Poco spazio per l'imprevisto
Oggi spesso succede il contrario: tutto funziona e niente ci sorprende. Forse è perché quei limiti tecnici così stringenti non esistono più, o forse perché abbiamo imparato e codificato, con anni e anni di esperienza, il modo di aggirarli. Sembra però che, da quando abbiamo superato il concetto dei limiti tecnici, tutto si sia appiattito. E questo rende sicuramente più piacevole l'approccio, grazie a pochi problemi dal punto di vista tecnico e meccaniche che ormai abbiamo interiorizzato e che ci consentono di non dover reimparare ogni volta schemi, controlli astrusi e poco intuitivi. Il problema è che, a volte, in esperienze di questo tipo, c'è poco spazio per l'imprevisto.
C'è un videogioco recente che è un caso interessante da analizzare, ormai a freddo, dal momento che è uscito mesi fa, ed è Slitterhead di Bokeh Studio. Anch'esso, in qualche modo, eredita un modo di fare videogiochi nipponici che proviene dalle generazioni del passato: piene di ruvidità ma altrettanto affascinanti. Visivamente bizzarro, narrativamente criptico, totalmente fuori dagli schemi dal punto di vista estetico, però Slitterhead è indubbiamente un'opera che ha qualcosa da dire. Eppure è stato difficile accoglierlo a braccia aperte, dal momento che è un videogioco così diverso nelle intenzioni, nelle meccaniche e nelle ispirazioni rispetto a tutto ciò a cui siamo abituati.
Slitterhead parla una lingua tutta sua, ha un'identità visiva e narrativa unica, un'atmosfera urbana decadente che rimanda ai film di Wong Kar-wai, sa pescare dal body horror sperimentale e dal thriller sociale giapponese.
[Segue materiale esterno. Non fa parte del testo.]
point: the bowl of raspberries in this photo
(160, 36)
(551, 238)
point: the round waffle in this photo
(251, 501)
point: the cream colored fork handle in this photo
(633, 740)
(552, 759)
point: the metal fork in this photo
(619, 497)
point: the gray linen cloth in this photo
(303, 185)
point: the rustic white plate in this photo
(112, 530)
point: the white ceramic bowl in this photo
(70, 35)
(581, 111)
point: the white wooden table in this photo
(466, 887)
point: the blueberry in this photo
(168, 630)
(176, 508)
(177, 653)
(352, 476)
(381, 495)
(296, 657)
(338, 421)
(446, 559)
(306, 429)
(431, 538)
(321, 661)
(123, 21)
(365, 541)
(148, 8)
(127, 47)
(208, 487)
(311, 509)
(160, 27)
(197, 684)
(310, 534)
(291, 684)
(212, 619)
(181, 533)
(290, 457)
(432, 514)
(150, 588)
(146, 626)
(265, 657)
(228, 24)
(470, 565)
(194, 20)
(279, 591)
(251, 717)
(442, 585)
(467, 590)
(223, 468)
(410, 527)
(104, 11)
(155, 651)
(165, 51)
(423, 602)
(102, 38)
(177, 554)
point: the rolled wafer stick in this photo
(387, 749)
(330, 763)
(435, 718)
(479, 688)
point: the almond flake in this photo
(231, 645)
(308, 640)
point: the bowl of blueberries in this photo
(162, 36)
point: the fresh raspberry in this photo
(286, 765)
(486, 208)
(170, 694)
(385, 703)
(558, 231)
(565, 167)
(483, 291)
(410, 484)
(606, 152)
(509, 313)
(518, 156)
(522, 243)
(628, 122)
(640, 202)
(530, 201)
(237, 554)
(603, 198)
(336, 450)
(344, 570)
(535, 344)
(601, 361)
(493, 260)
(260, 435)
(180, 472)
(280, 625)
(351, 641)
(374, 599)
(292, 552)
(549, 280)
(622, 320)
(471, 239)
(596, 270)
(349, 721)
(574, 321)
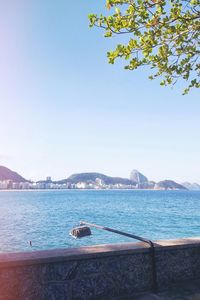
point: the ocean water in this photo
(46, 217)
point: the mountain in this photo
(138, 177)
(191, 186)
(169, 185)
(91, 177)
(7, 174)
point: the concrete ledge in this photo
(98, 272)
(56, 255)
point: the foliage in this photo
(161, 34)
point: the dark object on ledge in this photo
(81, 231)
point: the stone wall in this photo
(98, 272)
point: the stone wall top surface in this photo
(82, 253)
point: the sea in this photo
(46, 217)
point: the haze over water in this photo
(46, 217)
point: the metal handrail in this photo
(149, 242)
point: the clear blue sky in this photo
(64, 109)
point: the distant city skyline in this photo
(65, 110)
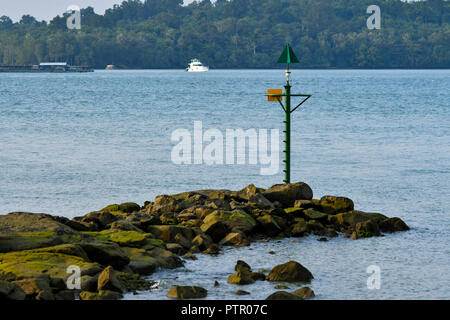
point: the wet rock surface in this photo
(117, 245)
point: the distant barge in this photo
(47, 67)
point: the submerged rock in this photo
(287, 194)
(187, 292)
(367, 229)
(334, 205)
(102, 295)
(107, 280)
(392, 225)
(283, 295)
(241, 277)
(304, 293)
(236, 221)
(290, 272)
(236, 239)
(242, 293)
(11, 291)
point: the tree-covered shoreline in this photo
(157, 34)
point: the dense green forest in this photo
(238, 34)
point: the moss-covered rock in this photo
(202, 241)
(295, 213)
(290, 272)
(124, 225)
(287, 194)
(236, 239)
(25, 231)
(187, 292)
(141, 261)
(367, 229)
(67, 249)
(106, 253)
(313, 214)
(11, 291)
(169, 233)
(241, 277)
(122, 238)
(32, 240)
(36, 288)
(165, 258)
(283, 295)
(304, 293)
(216, 229)
(269, 225)
(101, 219)
(102, 295)
(249, 191)
(236, 221)
(334, 205)
(392, 225)
(122, 209)
(31, 264)
(350, 219)
(107, 280)
(300, 228)
(306, 204)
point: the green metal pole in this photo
(288, 134)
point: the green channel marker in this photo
(287, 56)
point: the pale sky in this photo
(48, 9)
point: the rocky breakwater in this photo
(117, 245)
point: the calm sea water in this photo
(74, 143)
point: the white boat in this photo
(196, 66)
Ha degli enormi difetti, ma sono parte integrante della sua identità, come lo strambo blaterare dei suoi personaggi, doppiati in maniera curiosa al punto che sembrano mugugnare senza senso, la frammentazione della scrittura, il sistema di combattimento semplice e sbilenco. Ma se fosse stato più rifinito, più convenzionale, forse sarebbe stato un videogioco d'azione come un altro.
Come per Silent Hill 4: The Room, che con il tempo è diventato un videogioco di culto, la rigidità di alcuni elementi non dovrebbe essere vista esclusivamente come un fallimento tecnico. Sembra però che un videogioco che oggi si presenta con qualche meccanica fuori dallo standard, e viene inevitabilmente posto in confronto con produzioni super levigate, rischi di perdere la possibilità di essere apprezzato per ciò che offre. Difficile pensare che esista una soluzione per questo - e di certo io non ne ho una -, ma un videogioco come Slitterhead ci mette in estrema difficoltà quando dobbiamo giudicarlo secondo uno standard.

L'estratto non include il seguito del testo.